Aku menepis tanganmu sesaat
sebelum jemari yang aku rindukan itu mendarat diatas tanganku. Jangan mencoba
untuk merayuku. Kamu tidak tahu apa yang
aku rasakan ketika mengetahui semua ini. Kenapa tidak dari dulu? Kenapa baru
sekarang, disaat cintaku tumbuh semakin besar untukmu, kau malah mengkhianatiku.
“Aku minta maaf.”
“Semudah itu?”aku menatapnya
tajam. Meskipun aku harus mengakui, aku tidak sanggup bertatapan dengan bola mata
yang selalu meneduhkan hati.
“Seharusnya aku menceritakannya
dari dulu.”
“Ya. Tapi sayangnya kamu tidak
pernah melakukan itu.”
()*()
Aku mendorong kursi roda yang
diduduki Caca menuju taman kecil di tengah rumah sakit ini. Caca perlu cahaya
matahari pagi untuk kesembuhannya. Sepanjang koridor, Ia tidak pernah henti
memegangi punggung tanganku.
“Ki.”
“Ya?”
“Aku nggak menyangka kamu akan menungguku
selama ini.”
“Seorang sahabat nggak akan
pernah jenuh menanti kepulangan sahabatnya.”

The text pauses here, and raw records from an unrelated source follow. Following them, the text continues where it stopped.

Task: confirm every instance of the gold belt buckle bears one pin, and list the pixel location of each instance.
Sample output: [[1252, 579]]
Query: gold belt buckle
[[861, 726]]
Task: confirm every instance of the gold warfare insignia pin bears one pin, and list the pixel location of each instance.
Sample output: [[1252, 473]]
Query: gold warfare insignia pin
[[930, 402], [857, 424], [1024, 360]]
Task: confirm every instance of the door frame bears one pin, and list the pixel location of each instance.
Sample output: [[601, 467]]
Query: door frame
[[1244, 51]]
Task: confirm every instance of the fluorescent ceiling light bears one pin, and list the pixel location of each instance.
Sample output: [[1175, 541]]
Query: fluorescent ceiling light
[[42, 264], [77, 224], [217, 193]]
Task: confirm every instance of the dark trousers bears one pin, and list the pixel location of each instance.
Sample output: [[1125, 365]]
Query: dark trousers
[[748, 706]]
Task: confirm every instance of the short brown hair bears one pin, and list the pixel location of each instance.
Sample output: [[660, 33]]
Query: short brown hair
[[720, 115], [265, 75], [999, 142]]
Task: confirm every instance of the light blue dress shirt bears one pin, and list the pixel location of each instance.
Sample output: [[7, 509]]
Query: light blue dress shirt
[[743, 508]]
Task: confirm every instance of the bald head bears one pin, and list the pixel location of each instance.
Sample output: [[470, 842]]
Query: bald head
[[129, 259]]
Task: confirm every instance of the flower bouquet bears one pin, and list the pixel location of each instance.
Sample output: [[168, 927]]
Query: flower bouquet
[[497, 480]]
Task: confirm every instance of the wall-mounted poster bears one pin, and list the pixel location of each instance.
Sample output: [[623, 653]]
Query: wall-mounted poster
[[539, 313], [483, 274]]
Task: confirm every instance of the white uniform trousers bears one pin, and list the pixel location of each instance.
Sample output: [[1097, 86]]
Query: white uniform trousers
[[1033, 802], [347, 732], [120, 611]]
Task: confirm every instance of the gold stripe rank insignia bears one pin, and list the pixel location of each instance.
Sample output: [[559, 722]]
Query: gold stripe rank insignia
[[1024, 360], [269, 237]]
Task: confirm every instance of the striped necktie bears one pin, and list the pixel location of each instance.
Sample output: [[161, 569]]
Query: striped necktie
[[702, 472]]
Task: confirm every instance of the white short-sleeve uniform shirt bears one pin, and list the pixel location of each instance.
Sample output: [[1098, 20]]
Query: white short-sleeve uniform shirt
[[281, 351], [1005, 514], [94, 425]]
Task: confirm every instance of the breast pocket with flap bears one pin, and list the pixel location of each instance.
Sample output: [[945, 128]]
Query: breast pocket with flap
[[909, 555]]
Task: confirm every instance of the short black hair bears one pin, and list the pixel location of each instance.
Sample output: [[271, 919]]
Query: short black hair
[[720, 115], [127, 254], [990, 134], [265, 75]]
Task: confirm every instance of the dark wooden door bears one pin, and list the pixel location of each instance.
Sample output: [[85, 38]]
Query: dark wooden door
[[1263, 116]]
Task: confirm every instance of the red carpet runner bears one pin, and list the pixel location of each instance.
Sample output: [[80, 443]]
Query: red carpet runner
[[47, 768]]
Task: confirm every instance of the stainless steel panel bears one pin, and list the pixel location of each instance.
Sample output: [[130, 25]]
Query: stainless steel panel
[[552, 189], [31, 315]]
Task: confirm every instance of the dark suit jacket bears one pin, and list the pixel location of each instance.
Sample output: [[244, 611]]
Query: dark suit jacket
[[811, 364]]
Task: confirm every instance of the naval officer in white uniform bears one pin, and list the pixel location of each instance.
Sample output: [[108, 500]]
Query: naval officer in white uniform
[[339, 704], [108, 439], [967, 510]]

Perlahan tangannya melepaskan
punggung tanganku. Lesu.
“Oh. Jadi hanya karena aku
sahabatmu?”
“Kenapa kamu bicara seperti
itu?”aku maju beberapa langkah lalu memutar menghadap kearahnya, dengan posisi
setengah membungkuk aku menyentuh dagunya.
“…”
“Kamu itu sahabat hatiku, Ca.”
()*()
Akhir-akhir ini kamu mulai
berubah. Setiap saat aku mengajak ketemu, kamu selalu saja menolaknya dengan
banyak alasan. Termasuk ketika kamu beralasan sibuk menemani sepupumu yang baru
pulang dari kuala lumpur. Aku merasakan itu. Kamu mulai berubah semenjak
kepulangan sepupumu itu.
Aku memutuskan untuk menemuimu
saat ini juga. Aku harus tahu apa yang sebenarnya terjadi padamu. Aku takut
terjadi apa-apa denganmu, lalu kamu tidak mau aku mengetahui hal itu karena aku
akan sedih. Aku tidak boleh membiarkanmu sakit seorang diri. Aku tahu dimana
sekarang kamu berada.
()*()
Satu setengah jam berlalu.
Dingin masih mengudara diantara
kita. Pelanggan yang datang belakangan dibanding kita berdua, baru saja
meninggalkan kafe ini. Seorang laki-laki dan seorang perempuan. Sementara
perempuan yang satunya masih terdiam di tempat duduknya. Sama sekali tidak
merespon kepergian dua temannya itu.
“Apa yang kamu perhatikan?”
“Tidak ada.”
“Berbohong lagi?”
Entah bagaimana caranya untuk
meyakinkanmu, bahwa aku masih mencintaimu.
()*()
“Jangan tinggalin aku lagi,
Ki.”Bisik Caca pelan.
Aku melingkarkan tanganku
kedepan, mendekapnya dari belakang.
“Aku janji, aku nggak akan
pernah ninggalin kamu Ca. Nggak akan pernah, asal kamu janji, nggak akan
menyembunyikan lagi apa-apa dariku.”
“Janji.”ucapnya. Membuatku
gemas, lalu mencubiti hidungnya pelan. Persis seperti yang sering aku lakukan
dulu, sepuluh tahun yang lalu. Ia membiarkannya bahkan sempat menahan jariku
agar tidak melepaskan hidungnya.
“Tahan ya. Aku rindu dicubitin
seperti ini.”
()*()
“Rizki????”
Ekspresimu terkejut bukan
kepalang ketika melihat aku sudah berdiri di depanmu. Hanya berjarak tiga meter
dari perempuan di kursi roda yang hidungnya sedang kau cubit itu. Nafasku naik
turun. Perempuan yang sedang duduk di kursi roda itu nampaknya tidak terlalu
terkejut. Ia bahkan melemparkan senyumnya, berbeda denganmu yang masih melotot
seolah tidak percaya pada apa yang sedang kau lihat sekarang.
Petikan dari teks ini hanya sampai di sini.